Most people have a hard time wrapping their minds around the concept of female sex offenders. I certainly did. A Google search brought me to a research paper entitled Female Sex Offenders: Severe Victims and Victimizers. It was hard to read about women sexually molesting children, even harder to grasp that some of the women of SOTP had committed similar crimes. Women don’t do such things, men do, right? Wrong. Both genders are capable of unspeakable and horrifying crimes.
I do not know the specifics of these women’s crimes. I could find out via the TDCJ web site but I’ve made a conscious choice to remain in the dark. I meet them, woman to woman, outside ideas of right and wrong. I, or the artist I bring, share tools of discovery and encourage the creativity of these deeply wounded women, who themselves are victims of sex abuse, to take root and blossom. I passionately believe in the power of creativity to heal and re-define oneself. Walt Whitman wrote, “I am Large, I contain Multitudes”. I want these women to know in their bones that they are more than just sex offenders; they are more than their crimes. They are writers, poets, dancers, singers, actresses and visual artists with gifts to share.
When I learned that the Hilltop unit had a SOTP program, I was deeply drawn to teach there. I do not know why but I have learned to follow my soul urges. It’s been almost four years that I’ve been going up there once a month – it is work that deeply feeds my soul.

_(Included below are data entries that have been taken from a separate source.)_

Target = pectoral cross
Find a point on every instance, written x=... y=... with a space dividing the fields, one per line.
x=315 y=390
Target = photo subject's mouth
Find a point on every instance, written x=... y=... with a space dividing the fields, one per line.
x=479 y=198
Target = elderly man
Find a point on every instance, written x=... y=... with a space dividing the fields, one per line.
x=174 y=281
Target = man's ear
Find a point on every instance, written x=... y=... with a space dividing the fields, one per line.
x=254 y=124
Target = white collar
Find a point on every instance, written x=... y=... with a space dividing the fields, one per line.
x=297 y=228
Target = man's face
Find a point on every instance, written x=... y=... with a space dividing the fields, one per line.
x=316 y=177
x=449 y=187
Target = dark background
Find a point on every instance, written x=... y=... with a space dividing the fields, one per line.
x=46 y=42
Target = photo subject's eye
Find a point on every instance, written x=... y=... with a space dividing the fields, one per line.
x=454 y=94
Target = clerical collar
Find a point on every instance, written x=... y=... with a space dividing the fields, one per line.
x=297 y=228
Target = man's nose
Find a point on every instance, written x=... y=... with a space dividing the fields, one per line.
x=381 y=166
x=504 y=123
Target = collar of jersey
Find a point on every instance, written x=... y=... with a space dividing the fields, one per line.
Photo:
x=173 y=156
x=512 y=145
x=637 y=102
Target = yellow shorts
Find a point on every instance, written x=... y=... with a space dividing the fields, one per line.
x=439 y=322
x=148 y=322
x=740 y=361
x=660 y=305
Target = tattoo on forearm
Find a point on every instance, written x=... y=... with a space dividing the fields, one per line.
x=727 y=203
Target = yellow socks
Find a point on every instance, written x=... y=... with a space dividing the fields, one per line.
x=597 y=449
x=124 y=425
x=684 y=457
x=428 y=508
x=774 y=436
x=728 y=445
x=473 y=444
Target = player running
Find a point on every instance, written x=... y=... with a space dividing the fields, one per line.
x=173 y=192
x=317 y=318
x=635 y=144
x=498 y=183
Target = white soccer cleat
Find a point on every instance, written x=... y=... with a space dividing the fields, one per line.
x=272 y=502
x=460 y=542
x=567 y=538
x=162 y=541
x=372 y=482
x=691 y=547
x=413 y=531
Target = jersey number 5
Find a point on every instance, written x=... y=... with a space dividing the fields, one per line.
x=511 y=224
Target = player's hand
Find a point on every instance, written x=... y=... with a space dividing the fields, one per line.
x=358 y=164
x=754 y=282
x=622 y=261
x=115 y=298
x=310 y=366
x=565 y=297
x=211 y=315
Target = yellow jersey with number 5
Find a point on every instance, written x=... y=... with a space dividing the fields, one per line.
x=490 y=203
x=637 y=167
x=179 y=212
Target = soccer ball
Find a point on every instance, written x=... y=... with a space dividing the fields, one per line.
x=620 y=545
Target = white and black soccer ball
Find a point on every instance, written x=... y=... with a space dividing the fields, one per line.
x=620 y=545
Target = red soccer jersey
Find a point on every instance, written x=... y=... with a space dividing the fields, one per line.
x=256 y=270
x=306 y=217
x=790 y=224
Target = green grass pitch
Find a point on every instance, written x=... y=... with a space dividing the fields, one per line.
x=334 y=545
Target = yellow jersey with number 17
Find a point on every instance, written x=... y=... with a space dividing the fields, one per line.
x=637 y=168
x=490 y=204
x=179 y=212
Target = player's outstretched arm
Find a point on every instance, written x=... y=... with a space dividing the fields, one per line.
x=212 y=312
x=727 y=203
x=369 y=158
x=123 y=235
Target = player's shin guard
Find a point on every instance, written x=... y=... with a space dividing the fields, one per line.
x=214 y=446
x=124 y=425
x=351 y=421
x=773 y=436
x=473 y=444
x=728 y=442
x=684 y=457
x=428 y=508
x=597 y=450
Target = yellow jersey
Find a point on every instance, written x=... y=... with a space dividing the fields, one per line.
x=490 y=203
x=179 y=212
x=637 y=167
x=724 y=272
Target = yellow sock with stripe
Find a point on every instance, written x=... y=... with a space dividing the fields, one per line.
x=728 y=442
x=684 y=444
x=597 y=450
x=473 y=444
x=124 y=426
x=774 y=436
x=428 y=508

Today I’m teaching a movement and writing class I call “Elements”. Chairs are moved out of the way and we circle up for warm-up exercises. The sound of African drumming fills the room breaking down barriers and inhibitions like a magic wand. Hips sway, shoulders shimmy, toes tap and heads bob. We boogie and rock out. Movement is generated from the core – pelvis and torso. In the Soul Train section, I encourage the women to get down and shake it out. Shake out anger, despair, loneliness, frustration and resentment. It is deeply satisfying!
My first writing prompt is five minutes of free-flow writing on “I am Earth” Then I ask the women to create an earth gesture – a movement that symbolizes groundedness, stability, nature, etc. Each woman shares her gesture and the rest of us repeat it. I play just the right earthy music (usually another cut of African drumming) and we go around the circle dancing each women’s gesture. We’ve just choreographed our first dance!
We repeat that process with three more writing and movement prompts: “I am Air”, “I am Fire” and “I am Water”. By the end of the class we’ve created four dances and the women have four pieces of creative writing they can be proud of.
The chapel is filled with the divine energy of creativity and community. One woman comments “I didn’t know I was creative!” Another says, “This is the deepest sense of community this dorm has ever had.” One that touches my heart so deeply is “In the twenty years I’ve been locked up, this is the most fun I’ve ever had.”
I am filled with awe at their willingness to step outside their comfort zones. I LOVE this work – my soul is filled with joy and gratitude.